Bei Madagaskar denkt man sofort an den gleichnamigen Animationsfilm und weniger an die Menschen des Inselstaats, wohin Nina Könnemann 2004 reiste. Ihre dort entstandenen Fotografien zeigen Männer, gehüllt in neonfarbene Badehandtücher, die nach ihrer Beobachtung die traditionellen Umhänge ersetzt haben. In ihrer Ausstellung hat die Künstlerin in Anbindung an diesen kulturellen Wechsel ein orangefarbenes Badehandtuch produzieren lassen, das wie ein abstraktes Bild ohne Rahmen in der Kunsthalle hängt. Für Könnemann ist ihr „Basketball-Handtuch“ ein Artikel der sowohl in Madagaskar als auch in Blackpool verkauft und ein Sommer lang getragen werden könnte. So gelingt es ihr, über die Warenstruktur beide Orte zu vernetzen: vermutlich stammen auch die in Blackpool vertriebenen Scherzartikel wie die Badehandtücher ursprünglich aus China.

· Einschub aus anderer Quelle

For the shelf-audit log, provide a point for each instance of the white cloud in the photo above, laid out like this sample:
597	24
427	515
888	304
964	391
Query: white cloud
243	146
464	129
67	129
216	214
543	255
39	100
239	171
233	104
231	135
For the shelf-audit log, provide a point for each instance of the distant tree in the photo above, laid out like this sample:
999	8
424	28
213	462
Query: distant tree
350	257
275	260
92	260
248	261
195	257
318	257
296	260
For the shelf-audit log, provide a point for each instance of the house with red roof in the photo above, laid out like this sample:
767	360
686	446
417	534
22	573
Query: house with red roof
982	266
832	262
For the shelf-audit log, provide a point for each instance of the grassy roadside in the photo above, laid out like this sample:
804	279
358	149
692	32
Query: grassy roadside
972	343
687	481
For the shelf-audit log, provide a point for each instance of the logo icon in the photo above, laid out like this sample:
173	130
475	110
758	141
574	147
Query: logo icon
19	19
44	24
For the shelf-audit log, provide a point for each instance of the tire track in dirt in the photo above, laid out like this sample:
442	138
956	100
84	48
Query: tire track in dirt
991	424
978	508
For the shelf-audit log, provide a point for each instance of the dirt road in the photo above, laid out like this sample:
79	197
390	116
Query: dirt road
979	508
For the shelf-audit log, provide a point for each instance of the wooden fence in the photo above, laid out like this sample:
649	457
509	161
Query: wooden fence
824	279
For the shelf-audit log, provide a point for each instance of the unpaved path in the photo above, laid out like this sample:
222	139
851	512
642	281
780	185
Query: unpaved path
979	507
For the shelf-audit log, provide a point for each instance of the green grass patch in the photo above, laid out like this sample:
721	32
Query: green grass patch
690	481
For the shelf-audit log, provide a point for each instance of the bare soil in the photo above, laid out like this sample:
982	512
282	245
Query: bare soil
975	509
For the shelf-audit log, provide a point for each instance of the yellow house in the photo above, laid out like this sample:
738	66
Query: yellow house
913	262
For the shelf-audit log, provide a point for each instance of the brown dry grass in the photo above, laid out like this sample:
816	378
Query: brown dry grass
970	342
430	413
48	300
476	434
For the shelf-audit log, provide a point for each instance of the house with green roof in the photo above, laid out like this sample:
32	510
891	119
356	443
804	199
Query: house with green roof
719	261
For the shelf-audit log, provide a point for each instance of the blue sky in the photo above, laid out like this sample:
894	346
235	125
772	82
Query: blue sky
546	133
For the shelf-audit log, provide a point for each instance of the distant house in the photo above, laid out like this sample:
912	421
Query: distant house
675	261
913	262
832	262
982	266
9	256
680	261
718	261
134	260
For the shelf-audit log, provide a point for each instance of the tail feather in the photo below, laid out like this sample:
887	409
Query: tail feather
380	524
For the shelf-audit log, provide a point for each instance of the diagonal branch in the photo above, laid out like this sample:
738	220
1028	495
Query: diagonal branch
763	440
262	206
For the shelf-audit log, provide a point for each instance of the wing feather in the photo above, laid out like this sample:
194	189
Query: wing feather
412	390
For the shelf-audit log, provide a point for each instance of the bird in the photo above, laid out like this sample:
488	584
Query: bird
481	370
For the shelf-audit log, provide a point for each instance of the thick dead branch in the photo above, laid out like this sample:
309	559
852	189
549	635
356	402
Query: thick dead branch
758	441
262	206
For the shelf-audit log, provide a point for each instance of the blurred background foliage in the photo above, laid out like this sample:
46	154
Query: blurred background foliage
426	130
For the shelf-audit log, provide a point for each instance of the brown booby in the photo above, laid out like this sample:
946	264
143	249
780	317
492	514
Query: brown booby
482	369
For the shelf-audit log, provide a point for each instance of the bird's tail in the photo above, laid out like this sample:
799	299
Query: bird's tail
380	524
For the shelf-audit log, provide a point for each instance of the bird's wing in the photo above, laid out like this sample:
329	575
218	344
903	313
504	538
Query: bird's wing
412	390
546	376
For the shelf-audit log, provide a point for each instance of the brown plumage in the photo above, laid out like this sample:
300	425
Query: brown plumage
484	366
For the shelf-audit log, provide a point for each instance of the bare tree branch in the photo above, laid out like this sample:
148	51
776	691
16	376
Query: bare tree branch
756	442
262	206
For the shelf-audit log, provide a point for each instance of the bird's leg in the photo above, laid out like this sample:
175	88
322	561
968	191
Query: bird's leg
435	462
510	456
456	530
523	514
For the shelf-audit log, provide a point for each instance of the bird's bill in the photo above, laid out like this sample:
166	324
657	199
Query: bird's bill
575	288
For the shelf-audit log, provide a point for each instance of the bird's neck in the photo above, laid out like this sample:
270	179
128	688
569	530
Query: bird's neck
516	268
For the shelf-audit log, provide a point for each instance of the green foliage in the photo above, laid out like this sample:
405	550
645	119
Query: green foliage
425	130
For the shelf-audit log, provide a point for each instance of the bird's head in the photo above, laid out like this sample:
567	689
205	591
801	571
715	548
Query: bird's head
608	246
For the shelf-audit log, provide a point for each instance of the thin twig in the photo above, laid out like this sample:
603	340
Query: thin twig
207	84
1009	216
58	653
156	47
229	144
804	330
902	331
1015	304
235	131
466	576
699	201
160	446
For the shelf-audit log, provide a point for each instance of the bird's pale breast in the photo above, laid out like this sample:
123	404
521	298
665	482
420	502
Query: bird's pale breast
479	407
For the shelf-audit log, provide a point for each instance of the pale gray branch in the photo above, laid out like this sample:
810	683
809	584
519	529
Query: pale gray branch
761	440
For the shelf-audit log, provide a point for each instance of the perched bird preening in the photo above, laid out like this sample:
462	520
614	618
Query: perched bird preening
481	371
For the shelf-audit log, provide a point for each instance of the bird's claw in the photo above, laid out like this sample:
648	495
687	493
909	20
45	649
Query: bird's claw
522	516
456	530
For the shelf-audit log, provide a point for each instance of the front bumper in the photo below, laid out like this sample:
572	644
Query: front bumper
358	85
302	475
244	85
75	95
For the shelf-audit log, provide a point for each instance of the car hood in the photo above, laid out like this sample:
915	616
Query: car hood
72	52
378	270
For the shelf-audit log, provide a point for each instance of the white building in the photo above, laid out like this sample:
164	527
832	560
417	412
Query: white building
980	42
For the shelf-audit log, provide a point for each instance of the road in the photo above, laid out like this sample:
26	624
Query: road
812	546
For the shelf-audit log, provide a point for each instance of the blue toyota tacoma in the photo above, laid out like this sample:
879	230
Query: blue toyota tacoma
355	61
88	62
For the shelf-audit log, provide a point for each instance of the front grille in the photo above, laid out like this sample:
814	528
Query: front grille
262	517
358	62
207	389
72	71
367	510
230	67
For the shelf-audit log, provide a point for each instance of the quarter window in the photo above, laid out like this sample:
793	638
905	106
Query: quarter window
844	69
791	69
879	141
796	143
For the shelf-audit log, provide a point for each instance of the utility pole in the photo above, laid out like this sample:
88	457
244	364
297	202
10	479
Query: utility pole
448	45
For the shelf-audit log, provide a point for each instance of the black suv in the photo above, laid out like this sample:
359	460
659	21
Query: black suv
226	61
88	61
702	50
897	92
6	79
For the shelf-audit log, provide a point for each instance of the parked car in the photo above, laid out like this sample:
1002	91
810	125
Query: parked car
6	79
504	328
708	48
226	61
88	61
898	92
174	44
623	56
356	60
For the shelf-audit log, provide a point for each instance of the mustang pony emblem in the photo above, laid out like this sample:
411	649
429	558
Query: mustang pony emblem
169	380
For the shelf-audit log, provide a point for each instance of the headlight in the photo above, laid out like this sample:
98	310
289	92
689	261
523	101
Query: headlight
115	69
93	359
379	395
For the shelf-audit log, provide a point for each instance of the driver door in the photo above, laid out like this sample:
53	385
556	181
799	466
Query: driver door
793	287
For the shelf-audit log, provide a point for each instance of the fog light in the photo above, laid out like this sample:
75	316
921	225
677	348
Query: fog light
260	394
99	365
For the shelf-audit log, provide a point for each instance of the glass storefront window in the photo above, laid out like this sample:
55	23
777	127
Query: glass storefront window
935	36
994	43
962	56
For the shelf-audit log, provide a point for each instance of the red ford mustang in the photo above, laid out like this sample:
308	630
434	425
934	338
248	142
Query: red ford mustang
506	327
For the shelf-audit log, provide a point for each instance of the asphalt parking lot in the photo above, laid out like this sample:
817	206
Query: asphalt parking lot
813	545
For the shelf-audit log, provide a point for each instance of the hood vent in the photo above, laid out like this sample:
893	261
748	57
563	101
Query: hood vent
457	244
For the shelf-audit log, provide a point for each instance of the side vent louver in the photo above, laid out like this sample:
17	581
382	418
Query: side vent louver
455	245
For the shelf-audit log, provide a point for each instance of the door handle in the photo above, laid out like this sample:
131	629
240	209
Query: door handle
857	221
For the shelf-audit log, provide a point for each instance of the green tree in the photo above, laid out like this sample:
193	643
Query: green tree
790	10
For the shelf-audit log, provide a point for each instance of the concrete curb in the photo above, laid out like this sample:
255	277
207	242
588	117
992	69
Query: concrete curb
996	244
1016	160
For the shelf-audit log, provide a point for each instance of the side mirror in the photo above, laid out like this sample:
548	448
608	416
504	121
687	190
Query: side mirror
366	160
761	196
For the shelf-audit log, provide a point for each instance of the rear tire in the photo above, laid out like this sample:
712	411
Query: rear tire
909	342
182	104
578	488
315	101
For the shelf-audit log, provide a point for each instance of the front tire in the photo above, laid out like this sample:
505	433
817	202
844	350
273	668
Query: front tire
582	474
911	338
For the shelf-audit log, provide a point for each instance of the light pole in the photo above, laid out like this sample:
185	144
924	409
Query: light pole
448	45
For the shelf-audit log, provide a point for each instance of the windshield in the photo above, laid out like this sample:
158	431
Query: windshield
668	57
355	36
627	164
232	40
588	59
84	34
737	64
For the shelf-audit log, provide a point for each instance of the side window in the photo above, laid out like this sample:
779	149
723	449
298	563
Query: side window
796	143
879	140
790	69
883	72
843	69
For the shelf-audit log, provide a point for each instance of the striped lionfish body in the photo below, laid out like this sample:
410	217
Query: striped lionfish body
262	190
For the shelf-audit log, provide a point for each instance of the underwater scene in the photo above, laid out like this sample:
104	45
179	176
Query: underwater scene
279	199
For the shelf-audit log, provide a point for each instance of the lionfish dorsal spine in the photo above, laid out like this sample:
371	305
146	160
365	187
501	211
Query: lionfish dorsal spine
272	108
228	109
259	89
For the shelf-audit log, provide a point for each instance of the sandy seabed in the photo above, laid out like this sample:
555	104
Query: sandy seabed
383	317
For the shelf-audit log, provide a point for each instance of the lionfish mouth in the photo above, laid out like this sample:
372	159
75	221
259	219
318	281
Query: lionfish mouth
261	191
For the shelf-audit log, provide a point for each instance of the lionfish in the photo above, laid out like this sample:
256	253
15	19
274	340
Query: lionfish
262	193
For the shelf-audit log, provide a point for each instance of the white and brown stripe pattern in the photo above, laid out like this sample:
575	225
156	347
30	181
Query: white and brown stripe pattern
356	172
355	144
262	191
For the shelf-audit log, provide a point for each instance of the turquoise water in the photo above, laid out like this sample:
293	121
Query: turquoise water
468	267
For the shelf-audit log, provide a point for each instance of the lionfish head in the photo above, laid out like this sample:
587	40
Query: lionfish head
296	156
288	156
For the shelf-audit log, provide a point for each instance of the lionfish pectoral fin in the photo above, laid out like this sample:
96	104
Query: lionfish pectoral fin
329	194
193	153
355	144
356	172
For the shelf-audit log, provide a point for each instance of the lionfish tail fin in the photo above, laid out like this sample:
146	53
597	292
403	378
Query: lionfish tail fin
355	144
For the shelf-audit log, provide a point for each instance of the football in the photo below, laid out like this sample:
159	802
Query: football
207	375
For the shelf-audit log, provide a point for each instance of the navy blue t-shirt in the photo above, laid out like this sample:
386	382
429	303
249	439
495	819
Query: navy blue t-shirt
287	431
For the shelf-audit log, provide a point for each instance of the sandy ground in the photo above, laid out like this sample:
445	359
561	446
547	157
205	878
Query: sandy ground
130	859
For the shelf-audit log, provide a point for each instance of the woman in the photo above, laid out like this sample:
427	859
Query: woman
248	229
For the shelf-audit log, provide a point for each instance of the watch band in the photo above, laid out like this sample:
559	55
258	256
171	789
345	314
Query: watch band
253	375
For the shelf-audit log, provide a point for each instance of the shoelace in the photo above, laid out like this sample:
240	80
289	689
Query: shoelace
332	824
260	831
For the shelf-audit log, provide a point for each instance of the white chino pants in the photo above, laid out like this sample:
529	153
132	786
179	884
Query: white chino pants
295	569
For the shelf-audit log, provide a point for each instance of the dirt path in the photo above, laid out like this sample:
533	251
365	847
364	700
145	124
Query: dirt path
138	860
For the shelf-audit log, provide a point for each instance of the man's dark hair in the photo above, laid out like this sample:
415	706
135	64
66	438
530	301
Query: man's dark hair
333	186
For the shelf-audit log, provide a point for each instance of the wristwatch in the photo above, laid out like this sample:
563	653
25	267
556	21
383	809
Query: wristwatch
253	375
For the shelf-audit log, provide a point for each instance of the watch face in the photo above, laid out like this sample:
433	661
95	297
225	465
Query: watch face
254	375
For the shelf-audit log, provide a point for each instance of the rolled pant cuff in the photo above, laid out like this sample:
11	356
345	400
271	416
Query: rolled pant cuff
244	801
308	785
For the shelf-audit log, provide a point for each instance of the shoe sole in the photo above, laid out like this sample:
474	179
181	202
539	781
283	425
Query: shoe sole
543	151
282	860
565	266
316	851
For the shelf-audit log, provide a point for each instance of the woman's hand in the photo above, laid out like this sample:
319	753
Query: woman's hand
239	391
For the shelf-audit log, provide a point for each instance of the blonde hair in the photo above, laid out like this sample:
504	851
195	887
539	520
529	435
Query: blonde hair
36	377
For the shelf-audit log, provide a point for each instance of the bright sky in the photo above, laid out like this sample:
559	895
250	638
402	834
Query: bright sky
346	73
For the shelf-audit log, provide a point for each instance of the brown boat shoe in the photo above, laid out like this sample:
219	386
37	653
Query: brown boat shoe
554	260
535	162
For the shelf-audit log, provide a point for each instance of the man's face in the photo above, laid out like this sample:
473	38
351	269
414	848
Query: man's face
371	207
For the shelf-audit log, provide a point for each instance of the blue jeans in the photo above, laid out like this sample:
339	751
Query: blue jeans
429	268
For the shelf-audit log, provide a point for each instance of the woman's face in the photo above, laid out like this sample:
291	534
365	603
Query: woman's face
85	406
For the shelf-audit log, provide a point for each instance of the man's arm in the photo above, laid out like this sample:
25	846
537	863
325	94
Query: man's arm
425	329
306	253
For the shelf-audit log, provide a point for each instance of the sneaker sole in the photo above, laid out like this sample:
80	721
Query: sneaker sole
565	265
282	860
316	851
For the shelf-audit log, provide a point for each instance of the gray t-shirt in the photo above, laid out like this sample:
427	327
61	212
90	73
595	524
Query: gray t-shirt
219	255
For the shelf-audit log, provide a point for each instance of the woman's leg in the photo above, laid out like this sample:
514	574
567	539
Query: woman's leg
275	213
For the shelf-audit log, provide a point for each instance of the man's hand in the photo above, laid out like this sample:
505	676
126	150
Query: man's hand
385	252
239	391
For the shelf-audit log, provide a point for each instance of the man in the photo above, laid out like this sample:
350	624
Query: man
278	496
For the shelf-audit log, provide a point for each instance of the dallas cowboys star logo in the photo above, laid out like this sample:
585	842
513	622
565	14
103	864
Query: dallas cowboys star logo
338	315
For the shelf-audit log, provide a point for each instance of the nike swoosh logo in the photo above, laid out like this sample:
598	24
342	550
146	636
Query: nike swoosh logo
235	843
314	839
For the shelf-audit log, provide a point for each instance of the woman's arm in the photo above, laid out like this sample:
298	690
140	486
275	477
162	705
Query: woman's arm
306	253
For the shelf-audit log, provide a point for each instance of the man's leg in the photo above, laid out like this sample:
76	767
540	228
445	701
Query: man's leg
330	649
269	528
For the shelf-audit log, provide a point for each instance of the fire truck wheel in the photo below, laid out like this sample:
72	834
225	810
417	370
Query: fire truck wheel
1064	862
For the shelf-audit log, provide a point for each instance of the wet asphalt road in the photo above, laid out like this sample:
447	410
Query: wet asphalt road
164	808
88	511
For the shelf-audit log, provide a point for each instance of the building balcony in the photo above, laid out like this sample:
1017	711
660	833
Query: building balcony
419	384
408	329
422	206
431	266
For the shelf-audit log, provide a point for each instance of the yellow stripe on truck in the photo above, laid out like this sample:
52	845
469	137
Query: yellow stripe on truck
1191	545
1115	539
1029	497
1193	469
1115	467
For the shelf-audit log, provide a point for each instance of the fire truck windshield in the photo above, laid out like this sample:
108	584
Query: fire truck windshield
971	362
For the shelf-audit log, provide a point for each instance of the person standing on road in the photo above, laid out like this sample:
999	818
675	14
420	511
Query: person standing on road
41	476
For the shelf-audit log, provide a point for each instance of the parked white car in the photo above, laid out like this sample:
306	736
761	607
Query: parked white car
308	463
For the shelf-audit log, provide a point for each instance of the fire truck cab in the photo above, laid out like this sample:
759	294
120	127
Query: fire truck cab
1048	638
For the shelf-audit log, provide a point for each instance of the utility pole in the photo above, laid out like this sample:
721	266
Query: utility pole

Insgesamt tun sich zahlreiche Referenzen im Portikus auf – ob es die Rezeptionsgeschichte des Films in Form von Massentourismus und seiner Moden ist. Auf der Bildebene allerdings stellt sich diese Verkettung an Bezügen in ihrer sloganhaft getitelten Ausstellung „Free Mumia“ (eine Art Echo auf internationale Solidaritätskundgebungen, die für den seit 1982 inhaftierten afroamerikanischen Politaktivisten Mumia Abu-Jamal stattfinden) nur schwer her.